「日露に本質的差異、領土交渉は困難」 モスクワ国際関係大学部長・ストレリツォフ氏





モスクワ国際関係大のストレリツォフ東洋学部長(小野田雄一撮影)

 安倍晋三首相が意欲を見せるロシアとの北方領土交渉について、モスクワ国際関係大のドミトリー・ストレリツォフ東洋学部長がインタビューに応じた。安倍首相はプーチン露大統領の招待に応じ、5月9日にモスクワで予定される第二次大戦の対ドイツ戦勝75年式典に出席して首脳会談を行う方向だ。ストレリツォフ氏はしかし、大戦をめぐる日露の認識には「根本的差異」があり、交渉の進展は難しいと話す。発言要旨は次の通り。(モスクワ 小野田雄一)
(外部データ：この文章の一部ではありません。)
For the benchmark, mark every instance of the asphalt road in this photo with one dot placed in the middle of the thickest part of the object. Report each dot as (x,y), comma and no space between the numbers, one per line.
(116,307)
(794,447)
 日本とロシアの平和条約交渉で明白な進展が見られないのは、平和条約を締結する目的が両国で本質的に異なっているためだ。

 日本にとって「北方領土問題」は国家の威信に関わる課題であり、その解決は、軍国主義の負の遺産を克服して“普通の国”の地位を取り戻すことと結びついている。一方のロシアは、自身のアイデンティティーを(第二次世界大戦の)戦勝国という偉大さの中に見いだそうとしている。だからこそロシアは、南クリール諸島(北方領土のロシア側呼称)の帰属の移転を含めた第二次大戦の結果を無条件で承認するよう日本に求めているのだ。

 日本にとっての重要なことが第二次大戦中に失ったものを取り戻すことであるならば、ロシアにとってのそれは(第二次大戦の結果を)法的に基礎付けることだ。まさにこのことにより、プーチン氏の「無条件で平和条約を結び、国境画定の問題はその後で解決しよう」という提案を説明することができる。

 ロシアは「平和条約締結後にソ連は歯舞(はぼまい)群島と色丹(しこたん)島を日本に引き渡す」と定めた1956年の日ソ共同宣言により、第二次大戦に関して未解決だった問題は解決されたと考えている。